Juga harus dipahami bahwa pendidikan inklusif juga melibatkan pengaturan tugas dan ruang kelas, desain kurikulum, dan metode pengajaran yang memperhitungkan berbagai kemampuan, kemampuan, dan kebutuhan siswa individu.

5. Implementasi Keterlibatan Orang Tua di Sekolah

Melibatkan orang tua dalam pendidikan anak adalah sangat penting bagi perkembangan mereka. Namun, banyak orang tua ABK sering tidak tahu bagaimana cara terbaik untuk membantu anak-anak mereka, khususnya jika anak-anak mereka menghadapi penyandang cacat yang serius atau berbagai pembatasan belajar.

Inisiatif seperti pelatihan khusus untuk orang tua ABK dan program penasihat yang mempertimbangkan kebutuhan individu siswa dan keluarga dapat terbukti sangat membantu untuk membantu orang tua terlibat dalam pendidikan anak mereka.

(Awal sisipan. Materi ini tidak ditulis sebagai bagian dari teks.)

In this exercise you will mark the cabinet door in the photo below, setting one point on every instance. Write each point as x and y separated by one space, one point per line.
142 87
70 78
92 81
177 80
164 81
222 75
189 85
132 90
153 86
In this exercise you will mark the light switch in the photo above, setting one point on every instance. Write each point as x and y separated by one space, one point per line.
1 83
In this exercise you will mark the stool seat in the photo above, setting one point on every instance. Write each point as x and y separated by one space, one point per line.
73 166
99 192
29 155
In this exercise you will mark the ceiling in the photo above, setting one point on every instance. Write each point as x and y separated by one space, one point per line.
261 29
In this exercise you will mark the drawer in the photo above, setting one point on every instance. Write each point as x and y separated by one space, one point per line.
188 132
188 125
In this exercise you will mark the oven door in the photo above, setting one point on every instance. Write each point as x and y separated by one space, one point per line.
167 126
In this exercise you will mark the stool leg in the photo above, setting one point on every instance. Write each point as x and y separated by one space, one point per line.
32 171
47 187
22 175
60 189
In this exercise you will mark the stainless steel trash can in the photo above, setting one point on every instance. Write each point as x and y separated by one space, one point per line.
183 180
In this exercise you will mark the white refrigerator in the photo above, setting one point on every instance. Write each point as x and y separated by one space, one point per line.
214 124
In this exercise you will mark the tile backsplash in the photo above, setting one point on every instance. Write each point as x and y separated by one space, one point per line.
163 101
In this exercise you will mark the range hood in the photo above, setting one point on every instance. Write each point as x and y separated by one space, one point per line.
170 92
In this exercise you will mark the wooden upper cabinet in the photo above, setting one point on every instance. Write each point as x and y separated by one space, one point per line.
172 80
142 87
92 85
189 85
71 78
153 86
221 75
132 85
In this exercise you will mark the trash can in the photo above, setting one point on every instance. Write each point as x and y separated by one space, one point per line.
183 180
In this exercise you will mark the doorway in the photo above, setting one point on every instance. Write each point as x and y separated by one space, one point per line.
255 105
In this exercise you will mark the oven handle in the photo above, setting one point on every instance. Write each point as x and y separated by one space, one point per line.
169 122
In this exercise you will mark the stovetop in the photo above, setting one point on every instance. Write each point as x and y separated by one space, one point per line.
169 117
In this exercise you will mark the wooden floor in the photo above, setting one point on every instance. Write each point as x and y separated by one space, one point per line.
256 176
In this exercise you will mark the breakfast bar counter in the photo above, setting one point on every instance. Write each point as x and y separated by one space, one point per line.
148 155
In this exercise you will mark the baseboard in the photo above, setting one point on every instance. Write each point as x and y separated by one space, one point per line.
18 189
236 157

Dalam rangka memperbaiki pendidikan untuk ABK, harus dipahami bahwa kebutuhan individu memainkan peran besar dalam upaya untuk mencapai peluang dan kesetaraan yang sama dalam pembelajaran. Seluruh orang dalam masyarakat dapat berperan dalam mewujudkan solusi yang inklusif dan membantu anak-anak berkebutuhan khusus untuk meraih potensi yang menyeluruh.